Society of Nuclear Medicine offers program to meet patients' current, future needs for radionuclides
Prominent biomedical organizations support national radionuclide production enhancement plan
RESTON, Va.--The Society of Nuclear Medicine (SNM)--in recognizing that the future of radionuclide therapies and innovative research in molecular imaging/nuclear medicine depends on a reliable, affordable and sustainable domestic supply of radionuclides--has developed an important, new position paper on a proposed National Radionuclide Production Enhancement (NRPE) program.
This suggested program, which addresses the current and projected future shortfalls of radionuclides in this country, has gained the support of numerous professional organizations. They include the Academy of Molecular Imaging, the Academy of Radiology Research, the American Association of Physicists in Medicine, the American College of Nuclear Physicians, the American College of Radiology, the American Society of Nuclear Cardiology, the Society of Radiopharmaceutical Sciences, the Council on Radionuclides and Radiopharmaceuticals, the Radiation Therapy Oncology Group, the Radiological Society of North America and the Society for Molecular Imaging. The American Medical Association has also gone on record of strongly supporting a national radionuclide production enhancement program.
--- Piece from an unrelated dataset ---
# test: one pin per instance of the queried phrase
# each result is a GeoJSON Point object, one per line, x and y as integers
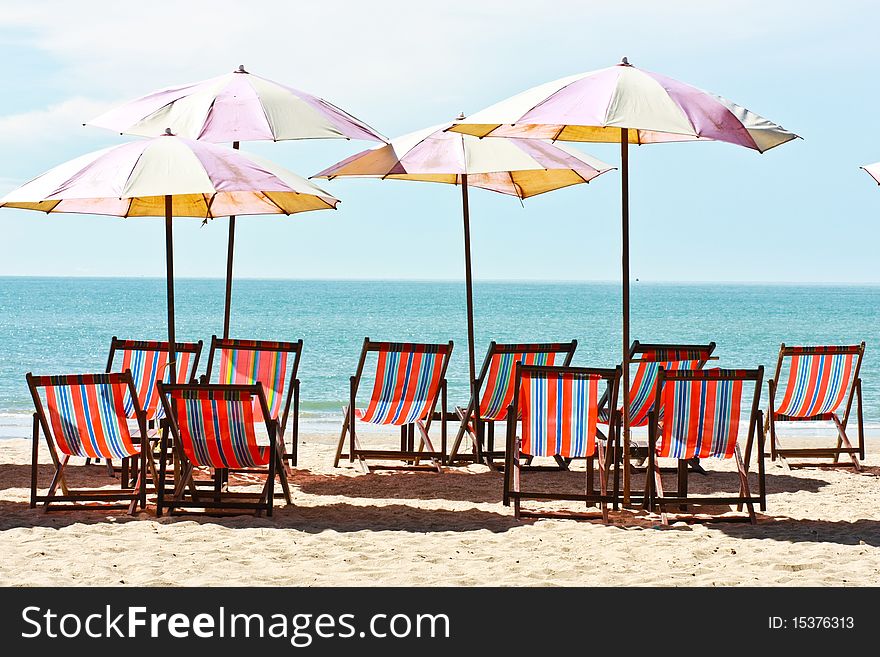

"SNM wants to promote a unified voice for this plan, which when implemented will assure our nation of a stable and secure supply of radionuclides for future generations," explained SNM President Mathew L. Thakur, Ph.D., in the April issue of the Journal of Nuclear Medicine. Reports indicate that the majority of radionuclides used in applications every day are imported on a daily basis, and disruption of their availability threatens to interrupt tens of thousands of nuclear medicine procedures each day. Those radionuclides required for innovative research are either available only sporadically and in limited quantities or not available at all. New radionuclide production for diagnostic and therapeutic uses is not being developed, as the national radioisotope infrastructure is chronically underfunded at the Department of Energy (DOE).
The program suggests that federal funding of approximately $69–$79 million over the next 10 years will be needed to implement identified goals, such as upgrading the University of Missouri Research Reactor (MURR), the only research facility in this country that provides reactor-produced radionuclides for therapeutic applications. In addition, the NRPE national program calls for developing the capability to produce large quantities of radionuclides to maintain existing technologies and stimulate future growth in the biomedical sciences. It suggests that medical and industrial users collaborate to assess radionuclide needs and transfer technologies to accelerate applications. It proposes that the transfer of commercially viable radionuclide programs be facilitated to the private sector and an investment be made in research and development to improve radionuclide production, processing and utilization.
"Radionuclides are part of the foundation supporting today's applied molecular/nuclear technology. The very duality of purpose of molecular imaging/nuclear medicine--offering both noninvasive diagnostic methodology and a powerful therapeutic modality--drives the exploration and development of new radiopharmaceuticals. Radiopharmaceutical research leads to a better understanding and improved or early diagnosis of human diseases and to the development of effective treatments and the monitoring of the effectiveness of existing ones. For these reasons, SNM is committed to gaining support for this program and promoting it at the federal level," said Thakur.